第3話

 まぁ,『赤』でもいいや。

 結局,トリナはなけなしのお年玉で『緑』は買わないことにした。別に,ゴンタへの弁明は何とでもなる,と踏んだのだ。

 今日は月曜日。約束の日曜日までには時間はたっぷりある。今のうちに少しだけ進めておいて,さっさとスーファミをやろう。そう思ったトリナは,急いで倉庫に眠っていたゲームボーイを掘り起こした。手に入れたばかりの箱を開け,中の説明書を開くことなく,すぐにカセットを入れ,電源をONにする――

 ――が,電源が入らない。電池切れだ。トリナはスーファミにはない不便さを感じつつも,やはり倉庫に眠っていた新品の乾電池を見つけて交換する。今度こそ,電源が入った。

 ゲーム名にもなっている「ポケットモンスター」,縮めて「ポケモン」は,同ゲーム内に登場する不思議な生き物の総称でもある。フシギダネ,ヒトカゲ,ゼニガメ。トリナは,この3匹のポケモンの中から,1匹を入手して冒険を進めるということぐらいは,事前に知っていた。

 何となく火を使うポケモンがカッコいい。トリナは直感で,尻尾に炎をまとった爬虫類はちゅうるいのようなポケモン,ヒトカゲを選択した。

 後はちょっとだけ遊んでセーブして,スーファミに切り替えよう。そんな軽い気持ちで,ポケモンの世界に入っていったのである。


 ポケモンのストーリーの粗はこうだ。

 主人公は赤い帽子を被った10歳の男の子。一貫して生意気な幼馴染おさななじみと近所に住んでいる。ある日,オーキドと名乗る,孫の名前も思い出せなかった耄碌もうろくしている博士が,子供1人で町外に行くのは危険という理由で,主人公と幼馴染に1匹ずつポケモンをタダで渡すのである。こう言うと一見親切そうな博士に思えるが,もちろん,これはわな。隙あらば謎の図鑑を押し付け,自分の若い頃の夢だった等と抜かしつつ,「すべてのポケモンを集めて図鑑を完成させよ」という歴史に残る偉大な仕事を一方的に押し付けていくのである。試食したのに商品を買わずにいると罪悪感を覚えてしまうアレと同じで,純真無垢むくな少年達に,たったポケモン1匹で無理難題の要求を断れないように仕向けてしまった。老いぼれを自称する割に,その老獪ろうかいさは存外計り知れない。

 それでも,少年達は図鑑の完成を目指し,というより,ポケモンを育てて戦わせて強くなるという目的がいつの間にか追加された上で,山を抜け,海を超え,ついでに化石を復元し,ひたすら冒険していく。彼らはポケモンを育て戦わせる「ポケモントレーナー」として,その実力を証明するために,各地方にあるジムの凄腕すごうでトレーナー「ジムリーダー」に打ち勝ち,しまいにはトレーナー最高峰が集う「ポケモンリーグ」へと挑んでいくのである。

 主人公がポケモンリーグの四天王に勝利し,チャンピオンのいる部屋に向かうと,そこには,かつての生意気な幼馴染の姿が。彼との熾烈しれつな戦いの末,勝利すれば,博士が悔しさを滲ませている幼馴染に「お前が負けたのはポケモンへの愛情を忘れているせい」と,極めて心無い台詞を吐き捨てて立ち去るとともに,めでたくゲーム本編としてのエンディングを迎えるのである。

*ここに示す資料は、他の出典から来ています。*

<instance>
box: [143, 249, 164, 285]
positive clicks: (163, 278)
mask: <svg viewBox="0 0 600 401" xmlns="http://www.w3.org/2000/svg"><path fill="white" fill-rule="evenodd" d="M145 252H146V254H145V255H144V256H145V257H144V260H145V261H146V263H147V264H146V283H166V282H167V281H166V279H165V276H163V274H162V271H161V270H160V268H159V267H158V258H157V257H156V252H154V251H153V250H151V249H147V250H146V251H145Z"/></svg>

 トリナは,これまでに遊んできたRPGとは違う,この相対したモンスターをただ単に敵として倒すのではなく,仲間にもできるという事実に,十分な新鮮味を覚えていった。そして,最初にもらったヒトカゲとともに,新たに加わった仲間もみるみる成長して強くなっていく。成長すればするほど,それぞれのポケモンは,多様な「わざ」を習得できる。ジムリーダーにも挑める強さにもなった。レベルをあげよう。草むらを抜けよう。洞窟を進もう。化石を手に入れよう――。

 さて,今日はどこまで進めればよいかな。と,トリナはゲームの区切りを意識しつつも,そう簡単には十字キーとボタンからは手が離れなかった。


 ――日曜日の朝。

 棚の上にずっと置かれていたスーファミの表面には,うっすらと埃が積もっている。

 「トリナ」と名前が付けられた赤い帽子の主人公は,チャンピオンになっていた。